前沢牛・奥州牛を追加 ふるさと納税返礼品 新型コロナで消費減 市、畜産農家支援へ

 奥州市は、新型コロナウイルス感染症の影響で国産牛肉の消費が大幅に落ち込み、厳しい状況となっている畜産農家を支援していこうと、同市のふるさと納税の対象返礼品で、地場ブランド「前沢牛」「奥州牛」の牛肉について新たに4品を加えた。地元牛肉取扱業者の提案、協力を得てモモスライス、サーロインステーキを出品し、14日から二つのふるさと納税ポータルサイトで受け付けを開始しており、消費拡大につなげていく。

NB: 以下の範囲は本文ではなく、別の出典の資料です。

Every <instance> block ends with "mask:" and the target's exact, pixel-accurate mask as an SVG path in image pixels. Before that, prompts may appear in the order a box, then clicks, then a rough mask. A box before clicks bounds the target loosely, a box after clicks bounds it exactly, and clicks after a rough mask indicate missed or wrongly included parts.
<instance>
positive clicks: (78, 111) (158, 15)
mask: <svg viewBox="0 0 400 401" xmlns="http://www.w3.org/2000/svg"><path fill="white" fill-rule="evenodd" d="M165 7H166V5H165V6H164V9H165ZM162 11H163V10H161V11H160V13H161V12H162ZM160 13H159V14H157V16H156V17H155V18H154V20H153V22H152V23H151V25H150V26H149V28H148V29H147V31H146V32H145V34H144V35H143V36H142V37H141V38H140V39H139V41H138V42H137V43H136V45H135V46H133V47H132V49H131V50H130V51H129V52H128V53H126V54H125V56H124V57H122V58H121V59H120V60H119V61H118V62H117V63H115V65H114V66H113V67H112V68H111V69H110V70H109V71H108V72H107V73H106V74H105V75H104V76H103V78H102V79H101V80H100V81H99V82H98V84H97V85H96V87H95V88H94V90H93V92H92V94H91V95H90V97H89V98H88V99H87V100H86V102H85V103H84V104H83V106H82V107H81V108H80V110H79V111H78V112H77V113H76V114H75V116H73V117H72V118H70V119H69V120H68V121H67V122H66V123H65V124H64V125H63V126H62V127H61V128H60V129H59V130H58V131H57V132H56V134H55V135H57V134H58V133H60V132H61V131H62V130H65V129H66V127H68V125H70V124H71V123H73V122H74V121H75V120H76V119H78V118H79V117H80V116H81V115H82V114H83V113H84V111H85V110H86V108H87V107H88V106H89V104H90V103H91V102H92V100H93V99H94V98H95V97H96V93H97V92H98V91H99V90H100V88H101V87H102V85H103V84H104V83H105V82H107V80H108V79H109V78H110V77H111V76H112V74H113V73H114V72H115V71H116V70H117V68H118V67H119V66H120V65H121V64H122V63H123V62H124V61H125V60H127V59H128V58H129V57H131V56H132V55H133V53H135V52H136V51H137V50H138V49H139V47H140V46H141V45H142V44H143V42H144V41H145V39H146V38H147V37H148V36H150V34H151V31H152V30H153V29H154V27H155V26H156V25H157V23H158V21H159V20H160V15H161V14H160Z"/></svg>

 市総務企画部元気戦略室によると、同感染症の影響が広がり、イベントや宴会の中止、レストランの利用などを控える動きなどにより国産牛肉の消費は大幅に落ち込んでいる状況という。

 和牛は出荷に適した年齢があり、出荷できる期間も決まっているため、流通が停滞すると畜産農家が牛を出荷できなくなる可能性もある。前沢牛・奥州牛は限られた地域で生産されたもので、後継者不足などにより畜産農家が減少傾向にある中で、緊急事態にさらされている畜産農家を守るために、市内の牛肉を取り扱う6事業者から市への提案があり、牛肉消費拡大のための新たな返礼品を出品することになった。

 同市では2015年1月からふるさと納税返礼事業を開始しており、昨年度の納税寄付額は4億1780万4089円(1万2069件)に上る。返礼品については同市で生産、加工、製造された物として地場産品400品以上を出品しており、特に前沢牛は南部鉄器、コメに次ぐ人気の返礼品となっている。

 今回加えた返礼品は▽前沢牛モモスライス250グラム(寄付設定額1万円)▽同サーロインステーキ200グラム(同1万5000円)▽奥州牛モモスライス250グラム(同1万円)▽同サーロインステーキ200グラム(同1万5000円)―の4品。これまでの同市の牛肉に関する返礼品と比べ、寄付設定額は低い額に設定し、事業者の協力によりふるさと納税返礼割合の基準を満たした内容となっている。

 ふるさと納税ポータルサイト「ふるさとチョイス」「楽天ふるさと納税」で受け付けを開始しており、同戦略室では「どんどん(受け付けが)出てきてもらえればいい」と期待を寄せている。

20日から応援特別販売
JA、奥州市、金ケ崎町

 JA岩手ふるさと、奥州市、金ケ崎町は、新型コロナウイルスの影響でインバウンド(訪日外国人旅行者)と嗜好品需要での肉牛消費が落ち込んでいることを受け、20、21、27の3日間、前沢牛といわて奥州牛の消費応援特別販売を行う。

 同JAの産直来夢くんでの店舗販売をはじめ、JA各支店での移動販売、両市町の職員に対する予約販売という内容。同産直では20、21の両日午前9時~午後6時、移動販売は27日午前9時から午後4時30分まで管内8カ所を回る。

 商品は、前沢牛モモスライス300グラムが3000円(通常価格3600円)、いわて奥州牛350グラムも同額など。同JAでは「この難局を乗り切りたい」と話している。

 移動販売の予定は▽前沢地域センター(午前9~11時)▽衣川地域センター(午後1~2時)▽金ケ崎地域センター(午前9時30分~10時)▽金ケ崎支店(10時30分~11時)▽胆沢地域センター(正午~午後1時)▽水沢地域センター(2時~同30分)▽大手通支店(3時~同30分)▽水沢南支店(4時~同30分)―の予定。